Image courtesy of Wikipedia |
Ah Soon uses fresh wild caught 九節蝦 literally "nine section prawn". It is known in English as Kuruma prawn or Japanese tiger prawn. Ah Soon use prawns the size of our forefinger.
The prawns are deep fried whole - head, shell and meat together. The fried prawns are allowed to cool and then shelled. The shells and head are then stir fried till caramelised and aroma is released. The stir fried prawn shells and head are blended with a bit of water in an electric blender. The blended heads and shell (with seasoning and other ingredients) are boiled in water for two hours to make the rich umami savoury prawn soup.
Rehydrated dried chili and fresh chili pepper are blended together in an electric blender. To make chili sauce, the blended chili mix is then stir fried in a wok till aromatic, raw red colour darken slightly and chili oil is released.

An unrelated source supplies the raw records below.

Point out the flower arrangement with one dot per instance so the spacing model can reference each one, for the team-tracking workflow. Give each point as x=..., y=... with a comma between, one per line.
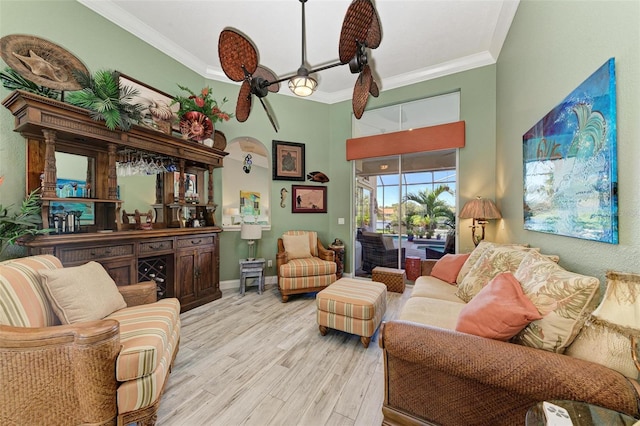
x=203, y=103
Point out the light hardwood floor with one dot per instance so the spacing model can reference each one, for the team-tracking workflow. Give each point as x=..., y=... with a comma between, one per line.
x=256, y=361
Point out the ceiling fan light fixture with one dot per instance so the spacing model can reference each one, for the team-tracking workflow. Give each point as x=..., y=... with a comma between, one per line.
x=301, y=84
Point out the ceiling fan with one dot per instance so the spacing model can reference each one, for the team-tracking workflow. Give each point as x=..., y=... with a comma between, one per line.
x=360, y=31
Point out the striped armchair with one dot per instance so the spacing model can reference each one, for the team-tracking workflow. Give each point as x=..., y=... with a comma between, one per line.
x=307, y=270
x=96, y=372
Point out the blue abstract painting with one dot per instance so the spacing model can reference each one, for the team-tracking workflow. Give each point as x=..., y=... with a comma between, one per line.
x=570, y=164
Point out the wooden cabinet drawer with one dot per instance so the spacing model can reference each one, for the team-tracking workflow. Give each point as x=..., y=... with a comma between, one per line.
x=95, y=253
x=154, y=246
x=195, y=241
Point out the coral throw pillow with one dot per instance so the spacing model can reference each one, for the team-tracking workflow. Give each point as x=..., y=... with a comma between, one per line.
x=499, y=311
x=296, y=246
x=448, y=266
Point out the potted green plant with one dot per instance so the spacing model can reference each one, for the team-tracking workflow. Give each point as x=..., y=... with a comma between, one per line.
x=198, y=113
x=24, y=223
x=107, y=99
x=13, y=81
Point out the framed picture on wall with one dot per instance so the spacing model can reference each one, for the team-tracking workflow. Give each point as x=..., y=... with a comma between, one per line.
x=288, y=160
x=308, y=199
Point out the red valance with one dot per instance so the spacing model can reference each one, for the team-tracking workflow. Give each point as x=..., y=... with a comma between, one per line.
x=433, y=138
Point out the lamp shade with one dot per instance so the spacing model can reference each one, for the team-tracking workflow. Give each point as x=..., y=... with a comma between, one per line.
x=481, y=209
x=250, y=231
x=301, y=84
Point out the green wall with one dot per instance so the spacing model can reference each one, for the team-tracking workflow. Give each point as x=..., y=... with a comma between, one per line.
x=551, y=48
x=322, y=128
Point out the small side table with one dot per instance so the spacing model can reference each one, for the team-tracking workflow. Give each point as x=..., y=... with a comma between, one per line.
x=339, y=251
x=252, y=269
x=412, y=265
x=582, y=414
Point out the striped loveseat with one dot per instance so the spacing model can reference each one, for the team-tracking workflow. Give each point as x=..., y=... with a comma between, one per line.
x=105, y=371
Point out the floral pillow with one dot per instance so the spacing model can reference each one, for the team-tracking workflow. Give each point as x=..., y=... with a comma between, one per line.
x=564, y=299
x=493, y=261
x=475, y=255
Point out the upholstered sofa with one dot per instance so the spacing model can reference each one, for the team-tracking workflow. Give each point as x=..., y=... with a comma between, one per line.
x=379, y=250
x=304, y=265
x=435, y=373
x=101, y=371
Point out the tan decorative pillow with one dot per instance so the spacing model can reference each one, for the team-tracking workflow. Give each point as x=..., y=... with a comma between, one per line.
x=82, y=293
x=494, y=260
x=606, y=337
x=475, y=255
x=563, y=298
x=296, y=246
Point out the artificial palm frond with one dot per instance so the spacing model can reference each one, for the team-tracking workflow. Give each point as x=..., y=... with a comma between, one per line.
x=26, y=222
x=107, y=100
x=13, y=81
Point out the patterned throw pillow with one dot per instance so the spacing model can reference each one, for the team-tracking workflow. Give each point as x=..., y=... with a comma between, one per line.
x=608, y=334
x=493, y=261
x=563, y=298
x=475, y=255
x=448, y=266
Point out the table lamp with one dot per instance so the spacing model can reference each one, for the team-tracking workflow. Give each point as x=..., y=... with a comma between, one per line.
x=480, y=210
x=251, y=232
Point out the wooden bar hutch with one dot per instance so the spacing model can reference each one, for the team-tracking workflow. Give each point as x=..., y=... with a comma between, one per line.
x=184, y=261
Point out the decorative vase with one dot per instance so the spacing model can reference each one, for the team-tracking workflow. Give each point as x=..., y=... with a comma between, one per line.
x=195, y=125
x=219, y=140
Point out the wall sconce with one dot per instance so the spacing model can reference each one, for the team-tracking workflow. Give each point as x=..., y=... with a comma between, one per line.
x=481, y=210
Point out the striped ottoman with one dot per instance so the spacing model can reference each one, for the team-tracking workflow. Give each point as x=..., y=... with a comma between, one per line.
x=352, y=306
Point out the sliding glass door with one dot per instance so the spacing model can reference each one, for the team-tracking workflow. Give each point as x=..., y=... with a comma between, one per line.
x=404, y=206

The prawn soup is poured over blanched yellow noodle and bee hoon (rice vermicelli). The dish is garnished with fish cake slices, boiled egg slices, shelled prawn, fried pork belly.
RM5 per serving at 2021 prices.
Premium serving priced RM15 is additionally garnished with two large fried prawns, fried fish balls and more fried pork belly.
To eat, the custom in Penang is to add the chili sauce directly to the prawn soup - the amount according to personal preference.
At some other prawn noodle stalls, some chili paste is added directly into the prawn soup during the cooking process making a spicy broth.